Why It Works for Weight Management
Nutritionists describe zucchini as a “low energy density” food, meaning it delivers very few calories relative to its weight and volume. This is one of the most practical advantages for anyone trying to lose or maintain weight. You can eat a large, visually satisfying plate of food without consuming many calories.
The fiber content, while modest at 2 grams per medium zucchini, helps slow digestion and keeps your appetite in check between meals. Pairing zucchini with a protein source (grilled chicken, eggs, beans) amplifies this effect because protein and fiber together are the most satiating combination in a meal.

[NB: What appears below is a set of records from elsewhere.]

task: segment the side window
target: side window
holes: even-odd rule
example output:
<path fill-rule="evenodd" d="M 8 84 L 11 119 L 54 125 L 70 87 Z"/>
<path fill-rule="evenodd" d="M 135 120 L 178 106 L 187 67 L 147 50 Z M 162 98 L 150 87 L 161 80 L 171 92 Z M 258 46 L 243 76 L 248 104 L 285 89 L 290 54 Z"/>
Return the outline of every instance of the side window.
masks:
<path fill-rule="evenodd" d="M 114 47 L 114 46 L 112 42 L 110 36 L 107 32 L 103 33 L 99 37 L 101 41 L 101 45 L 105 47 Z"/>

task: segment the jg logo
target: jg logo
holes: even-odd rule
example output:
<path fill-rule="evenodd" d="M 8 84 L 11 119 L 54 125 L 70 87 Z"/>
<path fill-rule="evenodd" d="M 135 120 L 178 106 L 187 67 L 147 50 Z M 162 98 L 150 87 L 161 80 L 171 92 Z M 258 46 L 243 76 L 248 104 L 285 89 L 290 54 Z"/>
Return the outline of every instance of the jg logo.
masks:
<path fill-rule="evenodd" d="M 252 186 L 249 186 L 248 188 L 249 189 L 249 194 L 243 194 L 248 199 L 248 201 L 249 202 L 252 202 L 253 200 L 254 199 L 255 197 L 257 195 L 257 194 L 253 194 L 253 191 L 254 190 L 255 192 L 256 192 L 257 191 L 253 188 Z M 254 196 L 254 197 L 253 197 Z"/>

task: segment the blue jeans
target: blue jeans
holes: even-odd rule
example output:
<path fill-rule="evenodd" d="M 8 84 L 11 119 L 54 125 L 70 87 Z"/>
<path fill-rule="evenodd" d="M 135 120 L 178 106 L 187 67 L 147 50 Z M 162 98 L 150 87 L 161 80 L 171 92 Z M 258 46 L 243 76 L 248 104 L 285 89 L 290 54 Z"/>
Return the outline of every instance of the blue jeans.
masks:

Easy Ways to Add More Zucchini
Because zucchini has a mild flavor and soft texture when cooked, it blends into dishes without dramatically changing the taste. Grating it into pasta sauces, soups, or even baked goods like muffins lets you increase the volume of a meal while keeping calories low. Slicing it into rounds and roasting at high heat concentrates the flavor and gives you a satisfying side dish for under 50 calories per cup.
Zucchini noodles remain one of the simplest swaps for traditional pasta. A full plate of zoodles tops out around 30 to 40 calories before sauce, compared to roughly 200 calories for a cup of cooked spaghetti. Even replacing half the pasta with zoodles cuts the calorie load of the dish significantly while keeping the portion size the same.